Introducing the ARM Cortex-A55: efficient performance, scaling from edge to cloud
The ARM Cortex-A55 processor redefines how high performance can be delivered efficiently for scalable solutions, from small IoT edge gateways to large 5G networks. Based on the latest ARMv8.2 architecture, it brings significantly more performance, increased power efficiency, enhanced scalability and advanced machine learning (ML) and safety features for future applications, from the edge to the cloud.
By comparison to its predecessor, the Cortex-A53 CPU, it has pushed the boundaries even further, boasting gains such as:
- Up to 2x more memory performance than Cortex-A53 at same frequency and process
- Up to 15% better power efficiency than Cortex-A53 at same frequency and process
- More than 10x more scalability than Cortex-A53
The Cortex-A55 processor raises the bar
Arrival at the optimized balance of performance and efficiency gains required challenging existing concepts around the design of the Cortex-A53. How did we do it? Here are the highlights:
- Reduced idle time between instructions: We overhauled the branch predictor by incorporating neural network elements in its algorithm to improve prediction. We also added zero-cycle branch predictors to further reduce bubbles in the pipeline.
- Lower memory access latency: We made the L2 cache private to each CPU, which resulted in a reduction of memory access time to the L2 cache by more than 50% when compared to the Cortex-A53. This improved performance across the board.
- Enhanced memory capacity for improved performance and efficiency: We introduced an L3 cache, which is shared across all the Cortex-A55 CPUs within the cluster. The L3 cache is a part of a new functional unit in ARM DynamIQ processors called the DynamIQ Shared Unit (DSU).
Improved sustained performance
The Cortex-A55 delivers sustained performance for a significantly longer duration compared to today’s Cortex-A53 solutions. This is critical for user experiences in markets such as AR, Virtual Reality (VR) and Mixed Reality (MR) that are expected to dominate the future mobile landscape and have high performance requirements. Thermal limits in mobile devices pose as a constraint to performance and mean that they are not able to sustain the required levels of performance for very long. The Cortex-A55 delivers 2.5x more power efficiency compared to Cortex-A53 based devices in the market today. With the Cortex-A55, we have the solution for sustained performance over longer periods in future mobile devices.

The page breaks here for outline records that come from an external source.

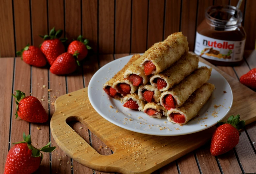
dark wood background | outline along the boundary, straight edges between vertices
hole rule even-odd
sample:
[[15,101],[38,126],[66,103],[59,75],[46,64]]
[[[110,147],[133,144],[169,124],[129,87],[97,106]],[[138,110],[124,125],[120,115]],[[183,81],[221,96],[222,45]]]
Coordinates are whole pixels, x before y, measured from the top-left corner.
[[[39,35],[54,26],[71,40],[82,34],[95,53],[142,53],[172,33],[182,31],[193,51],[196,27],[213,5],[235,6],[238,0],[0,0],[0,55],[15,57]],[[254,49],[256,0],[240,9],[247,34],[245,49]]]

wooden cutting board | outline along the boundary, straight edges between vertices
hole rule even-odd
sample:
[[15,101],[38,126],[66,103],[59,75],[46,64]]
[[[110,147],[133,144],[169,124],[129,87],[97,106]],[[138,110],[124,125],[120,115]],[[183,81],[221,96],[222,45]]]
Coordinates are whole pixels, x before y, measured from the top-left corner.
[[[199,61],[221,74],[231,87],[234,102],[229,115],[239,114],[246,124],[256,120],[256,92],[202,59]],[[55,112],[51,120],[53,138],[74,160],[100,171],[150,173],[205,144],[215,129],[214,126],[174,137],[137,133],[116,126],[99,115],[90,103],[87,88],[70,94],[61,96],[55,101]],[[67,123],[74,120],[87,126],[114,153],[108,156],[98,153]]]

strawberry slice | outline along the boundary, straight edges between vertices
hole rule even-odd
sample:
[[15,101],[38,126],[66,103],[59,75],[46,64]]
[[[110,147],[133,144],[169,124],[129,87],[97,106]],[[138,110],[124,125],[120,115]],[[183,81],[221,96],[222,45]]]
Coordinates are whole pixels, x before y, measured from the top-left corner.
[[109,88],[109,95],[113,97],[115,97],[117,93],[117,91],[115,89],[110,87]]
[[177,123],[183,123],[186,121],[186,118],[184,115],[180,113],[173,113],[173,121]]
[[145,90],[143,92],[143,97],[144,100],[148,102],[152,102],[154,93],[153,91]]
[[149,109],[147,112],[147,114],[151,116],[154,114],[155,114],[156,112],[154,110],[152,109]]
[[152,72],[156,69],[156,67],[151,61],[146,62],[144,66],[144,71],[145,74],[147,76],[152,74]]
[[130,85],[125,83],[122,83],[119,84],[119,86],[122,91],[121,92],[122,92],[122,94],[125,95],[130,93],[131,91]]
[[157,84],[157,89],[158,90],[165,87],[167,86],[167,83],[165,81],[161,78],[157,78],[156,82]]
[[139,105],[137,102],[133,100],[132,99],[130,99],[127,102],[124,104],[123,106],[125,108],[132,109],[138,109]]
[[175,108],[175,100],[171,94],[169,94],[164,99],[164,108],[167,110]]
[[129,80],[133,83],[134,86],[139,86],[142,83],[143,79],[138,75],[133,74],[130,76]]

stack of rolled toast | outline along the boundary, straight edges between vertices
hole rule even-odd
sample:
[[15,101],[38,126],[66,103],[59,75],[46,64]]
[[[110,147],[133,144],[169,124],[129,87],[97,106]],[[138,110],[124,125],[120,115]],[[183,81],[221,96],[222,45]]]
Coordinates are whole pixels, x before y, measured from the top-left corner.
[[215,88],[206,83],[211,68],[198,68],[198,58],[188,51],[187,37],[174,33],[143,55],[134,55],[103,89],[123,101],[124,107],[185,124],[196,115]]

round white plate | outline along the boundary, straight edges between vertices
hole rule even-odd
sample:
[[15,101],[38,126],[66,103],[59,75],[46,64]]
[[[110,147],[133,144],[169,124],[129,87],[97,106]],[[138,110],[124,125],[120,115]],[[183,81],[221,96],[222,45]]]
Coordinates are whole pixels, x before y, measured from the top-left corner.
[[[150,118],[143,112],[123,107],[123,103],[106,94],[103,87],[123,68],[132,56],[119,59],[105,65],[94,74],[89,83],[88,95],[92,105],[101,115],[109,121],[124,129],[142,134],[178,136],[208,128],[214,125],[229,112],[233,102],[231,88],[225,78],[214,69],[212,69],[208,82],[214,84],[216,89],[198,113],[199,116],[183,126],[169,122],[165,116],[161,119]],[[199,65],[199,67],[209,67],[200,62]]]

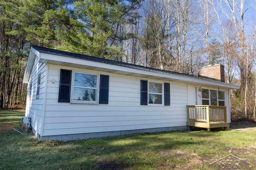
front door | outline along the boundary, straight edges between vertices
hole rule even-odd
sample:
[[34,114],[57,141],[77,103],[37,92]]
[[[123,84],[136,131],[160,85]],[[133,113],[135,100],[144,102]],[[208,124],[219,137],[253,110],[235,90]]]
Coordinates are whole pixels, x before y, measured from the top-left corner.
[[188,104],[196,105],[196,87],[188,86]]

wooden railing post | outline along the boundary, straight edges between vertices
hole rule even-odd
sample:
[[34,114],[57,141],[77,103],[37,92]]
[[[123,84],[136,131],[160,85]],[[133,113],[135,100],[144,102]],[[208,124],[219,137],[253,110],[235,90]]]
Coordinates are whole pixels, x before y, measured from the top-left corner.
[[227,107],[224,107],[223,109],[223,114],[224,114],[224,122],[227,123]]
[[207,123],[210,124],[210,106],[206,106],[206,115],[207,115]]

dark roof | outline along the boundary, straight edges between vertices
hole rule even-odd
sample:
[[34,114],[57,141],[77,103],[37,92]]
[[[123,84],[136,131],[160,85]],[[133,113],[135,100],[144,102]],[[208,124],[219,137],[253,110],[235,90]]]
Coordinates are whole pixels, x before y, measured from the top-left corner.
[[33,47],[34,49],[38,50],[39,52],[44,53],[63,56],[65,57],[74,58],[96,62],[99,63],[110,64],[113,64],[115,65],[121,66],[123,67],[140,69],[140,70],[143,70],[146,71],[153,71],[161,72],[162,73],[169,73],[171,74],[176,74],[176,75],[180,75],[199,78],[204,80],[212,80],[217,81],[220,82],[220,80],[219,80],[212,79],[210,78],[198,77],[194,75],[191,75],[185,74],[185,73],[181,73],[169,71],[169,70],[164,70],[154,69],[151,67],[145,67],[144,66],[139,65],[121,62],[118,62],[118,61],[111,60],[108,60],[108,59],[105,59],[105,58],[102,58],[99,57],[93,57],[93,56],[90,56],[87,55],[70,53],[70,52],[65,52],[65,51],[62,51],[62,50],[57,50],[57,49],[54,49],[49,48],[46,47],[36,46],[31,46],[31,47]]

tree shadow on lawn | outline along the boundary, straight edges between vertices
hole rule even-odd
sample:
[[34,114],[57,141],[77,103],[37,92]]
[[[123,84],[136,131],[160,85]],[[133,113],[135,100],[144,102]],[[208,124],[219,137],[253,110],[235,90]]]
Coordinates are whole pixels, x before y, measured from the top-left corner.
[[256,123],[250,121],[234,122],[230,123],[230,128],[231,130],[237,131],[246,128],[253,128],[256,130]]
[[[3,166],[5,168],[23,167],[25,169],[41,167],[43,169],[122,169],[157,168],[166,164],[171,166],[168,160],[177,149],[193,152],[194,149],[205,149],[205,146],[212,143],[196,139],[198,135],[180,132],[135,134],[73,141],[46,147],[37,145],[38,142],[31,135],[9,134],[9,137],[3,137],[6,138],[4,142],[0,142],[5,143],[2,147],[7,147],[0,154],[4,158],[0,159],[2,159],[0,162],[4,164],[9,162],[9,166]],[[211,136],[215,135],[212,133]],[[10,161],[7,157],[15,160]]]
[[[169,134],[169,136],[165,135],[165,133],[158,133],[157,135],[109,138],[100,139],[102,142],[95,142],[94,139],[84,141],[76,149],[81,150],[86,148],[85,155],[78,159],[74,158],[70,160],[70,164],[75,166],[79,165],[83,168],[89,166],[90,169],[121,169],[133,166],[157,168],[163,164],[166,165],[177,149],[189,148],[188,150],[193,152],[194,149],[198,148],[198,146],[199,149],[212,143],[204,140],[194,140],[193,137],[196,136],[194,134],[188,135],[187,137],[188,138],[175,135],[172,137],[171,134]],[[94,144],[90,144],[91,142]],[[91,147],[88,147],[89,146]],[[72,150],[67,152],[69,151]],[[186,161],[189,161],[189,159]]]

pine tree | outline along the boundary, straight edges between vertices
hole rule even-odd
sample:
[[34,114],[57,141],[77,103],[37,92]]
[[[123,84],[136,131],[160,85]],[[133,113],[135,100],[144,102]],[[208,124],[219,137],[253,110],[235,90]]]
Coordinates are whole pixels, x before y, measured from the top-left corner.
[[82,98],[83,98],[83,100],[86,100],[86,101],[90,100],[89,94],[88,94],[87,90],[85,90],[85,92],[84,92]]

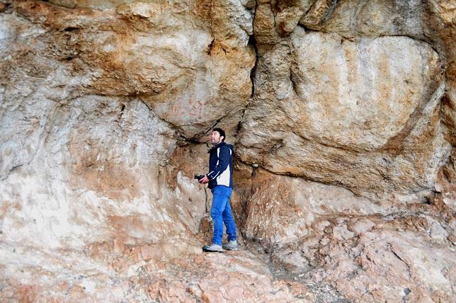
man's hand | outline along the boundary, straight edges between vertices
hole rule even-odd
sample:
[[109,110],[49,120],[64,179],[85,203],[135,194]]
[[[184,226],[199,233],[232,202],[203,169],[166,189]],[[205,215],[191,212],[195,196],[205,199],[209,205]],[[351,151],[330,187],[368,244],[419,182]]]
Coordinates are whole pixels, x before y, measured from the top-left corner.
[[207,178],[207,176],[204,175],[204,177],[201,178],[199,181],[199,183],[201,184],[206,184],[207,182],[209,182],[209,178]]

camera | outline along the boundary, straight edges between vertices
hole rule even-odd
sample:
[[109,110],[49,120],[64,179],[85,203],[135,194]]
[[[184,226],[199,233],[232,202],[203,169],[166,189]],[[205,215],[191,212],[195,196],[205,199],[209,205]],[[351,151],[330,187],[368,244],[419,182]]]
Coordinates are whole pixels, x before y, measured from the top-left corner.
[[198,181],[204,178],[204,175],[195,175],[193,178],[197,179]]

The Cortex-A55’s market-leading efficiency makes it a competitive solution for infrastructure processing. Applications such as Power over Ethernet (PoE) wireless access points and thermally constrained rear-view, mirror-mounted automotive solutions can take advantage of the thermally efficient Cortex-A55 and deliver the highest amount of performance in a given thermal budget.
Advanced features and higher performance for infrastructure markets
Scalable from the edge to the cloud and everything in between
In addition to high performance and high efficiency, the Cortex-A55 has also been designed to be highly scalable in physical die area and compute performance. To that end, multiple RTL configuration options were included to give it the ability to be 10x more configurable than Cortex-A53. In fact, it has over 3000 unique configurations, making it the most scalable Cortex-A CPU ever designed.
High-level view of the new features in the DynamIQ Shared Unit
The Accelerator Coherency Port (ACP) and a low-latency peripheral port (PP) are integrated into the DSU to enable closely-coupled accelerators to connect to the Cortex-A55 for general compute. These features, alongside the ML capabilities of the Cortex-A55, enable more compute to happen closer to the ‘edge’ in IoT gateway applications, for increased performance and security.